Los saudíes se han ido acercando gradualmente a Israel y alejando de los palestinos durante los últimos 20 años mientras buscaban una rampa de salida de un conflicto que consideraban que no tenía ninguna ventaja para ellos. Ese cambio se aceleró en la última década cuando los Estados Unidos, bajo el Presidente Barack Obama, buscaron un acercamiento con el rival mortal de los saudíes, Irán. Sintiéndose con razón abandonados por su antiguo aliado incondicional de Estados Unidos y amenazados por Teherán, los saudíes consideraron a Israel como la única fuerza estratégica en la región que podía ayudarles a defender su independencia.
Enfrentado a la elección entre quedarse con los palestinos y su incapacidad de hacer la paz bajo cualquier circunstancia y abrazar un Estado judío que pudiera servir como un socio regional fiable y poderoso, Riad determinó que no era una elección en absoluto. La única medida sensata para mejorar su seguridad era abrazar a Israel y dejar claro a los palestinos que estaban solos, y eso es exactamente lo que hicieron.
La alianza tácita entre Israel y los saudíes ya ha dado dividendos a ambos países. Israel obtuvo la venia de los saudíes para más acuerdos de normalización mientras que tener una superpotencia regional como aliado contra un Irán cada vez más agresivo reforzó la postura de defensa de los saudíes.
En este momento, cualquier esfuerzo por aislar a Arabia Saudita no solo no ayuda a los esfuerzos por ampliar los Acuerdos de Abraham a otras naciones árabes. También es un regalo para Irán, que está tan comprometido con el derrocamiento de la familia real saudí como con la destrucción del Estado judío. Un arma nuclear iraní, que Obama garantizó virtualmente con un pacto que enriqueció y potenció a Teherán, y que expirará dentro de unos pocos años, está dirigida a los saudíes tanto como a Jerusalén.
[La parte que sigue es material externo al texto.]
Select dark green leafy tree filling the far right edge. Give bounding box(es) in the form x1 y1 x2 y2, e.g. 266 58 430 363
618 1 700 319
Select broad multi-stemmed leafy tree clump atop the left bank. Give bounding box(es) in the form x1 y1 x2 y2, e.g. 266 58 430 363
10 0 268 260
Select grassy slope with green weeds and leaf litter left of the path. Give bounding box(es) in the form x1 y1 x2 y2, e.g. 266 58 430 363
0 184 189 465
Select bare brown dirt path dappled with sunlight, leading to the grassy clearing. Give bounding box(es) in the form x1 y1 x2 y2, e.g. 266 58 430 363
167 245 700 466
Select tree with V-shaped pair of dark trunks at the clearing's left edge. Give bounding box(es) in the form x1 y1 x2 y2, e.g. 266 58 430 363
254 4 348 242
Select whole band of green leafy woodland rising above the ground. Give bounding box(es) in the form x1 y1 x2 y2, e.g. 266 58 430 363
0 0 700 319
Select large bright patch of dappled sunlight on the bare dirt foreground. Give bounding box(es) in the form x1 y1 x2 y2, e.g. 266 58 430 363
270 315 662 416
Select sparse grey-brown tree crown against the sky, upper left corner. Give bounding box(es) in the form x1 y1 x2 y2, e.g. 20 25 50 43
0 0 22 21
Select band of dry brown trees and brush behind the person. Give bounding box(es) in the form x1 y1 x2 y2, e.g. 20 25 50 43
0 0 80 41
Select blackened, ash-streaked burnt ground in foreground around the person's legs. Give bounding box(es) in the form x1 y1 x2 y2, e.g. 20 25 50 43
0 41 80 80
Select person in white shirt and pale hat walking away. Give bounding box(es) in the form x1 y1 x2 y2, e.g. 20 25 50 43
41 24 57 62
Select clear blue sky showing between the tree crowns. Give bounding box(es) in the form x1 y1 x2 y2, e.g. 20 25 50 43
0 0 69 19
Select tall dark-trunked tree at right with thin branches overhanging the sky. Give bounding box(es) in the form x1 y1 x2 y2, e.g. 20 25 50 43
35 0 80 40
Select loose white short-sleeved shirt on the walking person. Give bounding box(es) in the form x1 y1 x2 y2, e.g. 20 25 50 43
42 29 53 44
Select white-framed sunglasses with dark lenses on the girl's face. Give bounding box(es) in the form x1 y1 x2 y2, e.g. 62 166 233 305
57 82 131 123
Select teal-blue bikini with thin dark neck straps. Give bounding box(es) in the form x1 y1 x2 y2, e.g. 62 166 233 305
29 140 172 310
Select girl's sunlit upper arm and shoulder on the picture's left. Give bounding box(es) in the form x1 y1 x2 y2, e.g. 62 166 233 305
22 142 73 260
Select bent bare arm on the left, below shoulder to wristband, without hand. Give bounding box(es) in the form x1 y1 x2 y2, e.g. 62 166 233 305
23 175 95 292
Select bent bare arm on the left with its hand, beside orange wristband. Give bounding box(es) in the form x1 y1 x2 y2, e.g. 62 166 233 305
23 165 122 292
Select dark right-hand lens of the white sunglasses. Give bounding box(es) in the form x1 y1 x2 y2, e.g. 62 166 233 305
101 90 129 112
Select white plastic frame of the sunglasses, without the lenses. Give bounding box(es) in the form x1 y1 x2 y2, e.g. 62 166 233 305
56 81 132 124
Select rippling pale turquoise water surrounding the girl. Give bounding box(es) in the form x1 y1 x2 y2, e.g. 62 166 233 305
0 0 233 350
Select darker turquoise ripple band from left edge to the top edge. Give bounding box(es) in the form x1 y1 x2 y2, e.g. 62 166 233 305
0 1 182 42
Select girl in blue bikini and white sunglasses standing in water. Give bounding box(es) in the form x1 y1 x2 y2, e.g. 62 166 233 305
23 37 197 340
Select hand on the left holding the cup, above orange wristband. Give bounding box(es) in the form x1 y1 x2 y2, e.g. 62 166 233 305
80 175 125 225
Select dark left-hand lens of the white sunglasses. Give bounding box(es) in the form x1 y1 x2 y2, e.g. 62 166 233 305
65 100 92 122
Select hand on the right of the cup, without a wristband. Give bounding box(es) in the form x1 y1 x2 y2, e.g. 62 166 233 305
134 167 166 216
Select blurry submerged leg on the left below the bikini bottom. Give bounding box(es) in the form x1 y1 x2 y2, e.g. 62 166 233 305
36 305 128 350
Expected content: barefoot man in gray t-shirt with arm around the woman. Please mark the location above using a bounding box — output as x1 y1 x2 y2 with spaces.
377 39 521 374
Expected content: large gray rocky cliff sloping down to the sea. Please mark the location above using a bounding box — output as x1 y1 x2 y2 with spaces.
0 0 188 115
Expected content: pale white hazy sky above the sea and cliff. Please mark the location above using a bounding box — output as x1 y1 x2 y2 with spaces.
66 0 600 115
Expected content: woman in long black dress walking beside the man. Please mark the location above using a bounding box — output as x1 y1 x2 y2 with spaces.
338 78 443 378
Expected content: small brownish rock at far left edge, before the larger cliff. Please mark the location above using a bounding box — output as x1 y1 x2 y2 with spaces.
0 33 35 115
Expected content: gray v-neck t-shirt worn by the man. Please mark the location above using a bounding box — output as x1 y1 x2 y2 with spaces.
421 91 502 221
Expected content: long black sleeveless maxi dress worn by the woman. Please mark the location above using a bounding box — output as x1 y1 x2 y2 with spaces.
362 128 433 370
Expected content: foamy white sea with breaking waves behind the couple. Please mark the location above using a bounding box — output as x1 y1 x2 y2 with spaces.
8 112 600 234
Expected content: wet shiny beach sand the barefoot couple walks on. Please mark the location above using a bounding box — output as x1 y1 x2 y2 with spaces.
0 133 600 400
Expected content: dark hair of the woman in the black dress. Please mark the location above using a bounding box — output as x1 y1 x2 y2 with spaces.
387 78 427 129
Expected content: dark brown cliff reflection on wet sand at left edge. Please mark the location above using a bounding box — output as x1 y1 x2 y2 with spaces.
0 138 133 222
¿Por qué entonces Biden trataría de socavar a un aliado tradicional de los Estados Unidos, aunque un gobierno profundamente imperfecto que no pasa la prueba de olor de los derechos humanos? La respuesta es clara. En la mentalidad de los antiguos funcionarios de la administración Obama que estaban obsesionados con hacerse amigos de Irán y establecer más “luz del día” entre Estados Unidos e Israel, los saudíes representan ahora, como el Israel de Netanyahu, un obstáculo a los esfuerzos diplomáticos para presionar al Estado judío y apaciguar a Irán.
Los remilgos sobre la brutalidad saudí, como el asesinato del periodista Jamal Khashoggi, un crítico del régimen que trabaja para The Washington Post, es una especie de cortina de humo. Los saudíes no son un problema para Estados Unidos porque ponen su peso en la región o no son una democracia. Los saudíes no son más viciosos o menos dispuestos a participar en la democracia como cualquier otra nación de la región que no se llame Israel. Además, bajo el liderazgo del Príncipe Heredero Mohammed bin Sultan, han abandonado en gran medida la financiación del fundamentalismo islamista en todo el mundo, algo que ahora hace en gran medida el gobierno de Qatar, un aliado iraní.
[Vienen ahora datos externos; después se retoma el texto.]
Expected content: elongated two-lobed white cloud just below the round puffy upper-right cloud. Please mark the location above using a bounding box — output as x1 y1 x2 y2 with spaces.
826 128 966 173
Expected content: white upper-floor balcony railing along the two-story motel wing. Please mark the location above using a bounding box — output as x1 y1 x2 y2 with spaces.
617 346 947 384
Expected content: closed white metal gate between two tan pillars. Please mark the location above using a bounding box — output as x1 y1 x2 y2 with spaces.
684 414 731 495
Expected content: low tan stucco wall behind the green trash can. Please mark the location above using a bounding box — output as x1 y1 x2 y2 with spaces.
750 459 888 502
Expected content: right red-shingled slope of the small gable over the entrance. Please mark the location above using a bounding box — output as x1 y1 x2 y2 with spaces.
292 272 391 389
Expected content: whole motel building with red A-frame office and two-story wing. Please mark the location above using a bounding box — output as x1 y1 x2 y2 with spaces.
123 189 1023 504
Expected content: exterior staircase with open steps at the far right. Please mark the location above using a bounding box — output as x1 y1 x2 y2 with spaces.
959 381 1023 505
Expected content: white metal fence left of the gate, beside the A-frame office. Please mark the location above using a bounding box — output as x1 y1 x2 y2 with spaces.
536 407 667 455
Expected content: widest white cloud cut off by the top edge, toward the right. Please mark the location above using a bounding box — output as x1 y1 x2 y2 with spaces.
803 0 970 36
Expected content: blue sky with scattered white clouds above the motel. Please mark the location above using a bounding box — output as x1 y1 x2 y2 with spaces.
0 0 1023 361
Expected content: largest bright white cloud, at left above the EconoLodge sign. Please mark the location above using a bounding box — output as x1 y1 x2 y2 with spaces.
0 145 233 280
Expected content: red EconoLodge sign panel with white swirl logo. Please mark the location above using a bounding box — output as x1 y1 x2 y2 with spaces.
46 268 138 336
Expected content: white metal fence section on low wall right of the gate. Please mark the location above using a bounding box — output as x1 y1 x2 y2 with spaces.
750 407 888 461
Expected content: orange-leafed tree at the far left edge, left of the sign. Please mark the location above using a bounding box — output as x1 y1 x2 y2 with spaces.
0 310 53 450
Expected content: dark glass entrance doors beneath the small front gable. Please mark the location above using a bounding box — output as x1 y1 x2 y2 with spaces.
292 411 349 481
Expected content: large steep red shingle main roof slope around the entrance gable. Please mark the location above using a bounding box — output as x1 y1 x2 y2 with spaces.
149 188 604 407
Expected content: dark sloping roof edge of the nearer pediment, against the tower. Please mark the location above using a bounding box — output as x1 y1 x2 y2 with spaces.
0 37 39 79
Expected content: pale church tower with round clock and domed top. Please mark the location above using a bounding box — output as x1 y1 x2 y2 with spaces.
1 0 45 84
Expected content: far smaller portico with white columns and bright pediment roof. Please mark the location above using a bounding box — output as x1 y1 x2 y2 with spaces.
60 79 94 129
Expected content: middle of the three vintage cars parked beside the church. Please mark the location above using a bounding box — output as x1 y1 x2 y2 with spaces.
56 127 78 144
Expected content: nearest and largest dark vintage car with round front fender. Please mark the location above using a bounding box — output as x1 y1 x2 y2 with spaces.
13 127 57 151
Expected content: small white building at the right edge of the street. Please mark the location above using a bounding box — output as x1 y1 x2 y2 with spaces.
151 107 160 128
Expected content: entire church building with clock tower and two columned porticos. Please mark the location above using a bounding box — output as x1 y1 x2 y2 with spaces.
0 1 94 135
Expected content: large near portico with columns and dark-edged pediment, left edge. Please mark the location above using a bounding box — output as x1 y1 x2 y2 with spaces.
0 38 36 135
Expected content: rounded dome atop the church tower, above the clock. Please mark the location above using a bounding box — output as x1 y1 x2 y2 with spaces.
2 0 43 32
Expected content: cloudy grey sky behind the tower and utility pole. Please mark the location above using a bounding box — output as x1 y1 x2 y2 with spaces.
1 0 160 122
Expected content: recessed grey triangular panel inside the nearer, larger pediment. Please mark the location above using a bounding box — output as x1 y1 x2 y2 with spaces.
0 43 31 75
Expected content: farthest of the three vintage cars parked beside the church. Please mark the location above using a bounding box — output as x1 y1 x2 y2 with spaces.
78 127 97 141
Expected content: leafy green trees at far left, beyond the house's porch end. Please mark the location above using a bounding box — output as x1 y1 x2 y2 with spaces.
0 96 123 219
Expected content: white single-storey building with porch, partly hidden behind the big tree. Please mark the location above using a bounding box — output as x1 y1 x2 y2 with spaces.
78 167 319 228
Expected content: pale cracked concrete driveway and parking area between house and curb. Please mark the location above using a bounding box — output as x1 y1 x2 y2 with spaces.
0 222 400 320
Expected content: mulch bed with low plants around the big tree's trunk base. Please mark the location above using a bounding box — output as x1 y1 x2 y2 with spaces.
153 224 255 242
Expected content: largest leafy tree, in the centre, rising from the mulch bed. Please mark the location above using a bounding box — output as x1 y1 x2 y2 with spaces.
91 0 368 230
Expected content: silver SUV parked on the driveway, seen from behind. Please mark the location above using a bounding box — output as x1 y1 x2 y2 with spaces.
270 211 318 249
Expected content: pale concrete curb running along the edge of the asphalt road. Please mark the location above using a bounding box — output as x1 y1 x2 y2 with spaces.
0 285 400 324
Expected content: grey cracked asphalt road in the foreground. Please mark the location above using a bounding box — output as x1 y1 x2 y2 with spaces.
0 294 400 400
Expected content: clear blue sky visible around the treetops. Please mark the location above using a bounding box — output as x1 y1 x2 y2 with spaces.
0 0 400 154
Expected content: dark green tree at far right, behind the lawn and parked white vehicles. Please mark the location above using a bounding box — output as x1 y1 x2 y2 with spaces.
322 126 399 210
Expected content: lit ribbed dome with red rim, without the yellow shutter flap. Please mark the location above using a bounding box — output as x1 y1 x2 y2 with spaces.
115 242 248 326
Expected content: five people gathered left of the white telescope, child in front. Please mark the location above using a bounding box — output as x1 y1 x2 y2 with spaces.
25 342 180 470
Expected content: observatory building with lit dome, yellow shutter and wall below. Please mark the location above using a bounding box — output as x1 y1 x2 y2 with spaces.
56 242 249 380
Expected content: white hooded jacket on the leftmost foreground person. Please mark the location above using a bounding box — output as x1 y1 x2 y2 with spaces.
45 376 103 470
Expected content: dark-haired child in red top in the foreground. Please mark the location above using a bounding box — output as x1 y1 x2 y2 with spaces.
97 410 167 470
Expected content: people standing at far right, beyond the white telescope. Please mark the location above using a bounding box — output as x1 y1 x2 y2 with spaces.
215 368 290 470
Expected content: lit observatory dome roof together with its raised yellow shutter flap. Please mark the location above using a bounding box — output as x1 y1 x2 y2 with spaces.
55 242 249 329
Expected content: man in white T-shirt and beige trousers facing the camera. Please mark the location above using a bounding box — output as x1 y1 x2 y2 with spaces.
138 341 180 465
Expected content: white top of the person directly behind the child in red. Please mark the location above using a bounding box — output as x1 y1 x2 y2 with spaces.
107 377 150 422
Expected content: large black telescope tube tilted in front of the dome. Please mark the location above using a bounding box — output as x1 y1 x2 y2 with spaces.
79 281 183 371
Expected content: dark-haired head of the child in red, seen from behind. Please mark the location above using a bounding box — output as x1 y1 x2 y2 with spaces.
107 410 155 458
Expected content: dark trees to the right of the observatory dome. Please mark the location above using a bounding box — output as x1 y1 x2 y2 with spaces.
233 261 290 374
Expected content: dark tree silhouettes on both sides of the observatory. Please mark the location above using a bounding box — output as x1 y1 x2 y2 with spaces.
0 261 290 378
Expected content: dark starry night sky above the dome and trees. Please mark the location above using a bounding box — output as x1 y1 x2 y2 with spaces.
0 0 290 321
Al igual que en el caso de Egipto, otro gobierno árabe que reprime a su propio pueblo y que los estadounidenses desean reformar, la creación de una democracia liberal en Arabia Saudita no es un objetivo alcanzable. En lugar de destrozar a los saudíes, Biden debería hacer un seguimiento de lo que Trump logró y ayudar a Riad a promover la paz. Tratarlo como un “paria” hará lo contrario, que es exactamente el motivo por el que los grupos pro-israelíes necesitan persuadir a Biden de que se abstenga de cometer los mismos errores que Obama.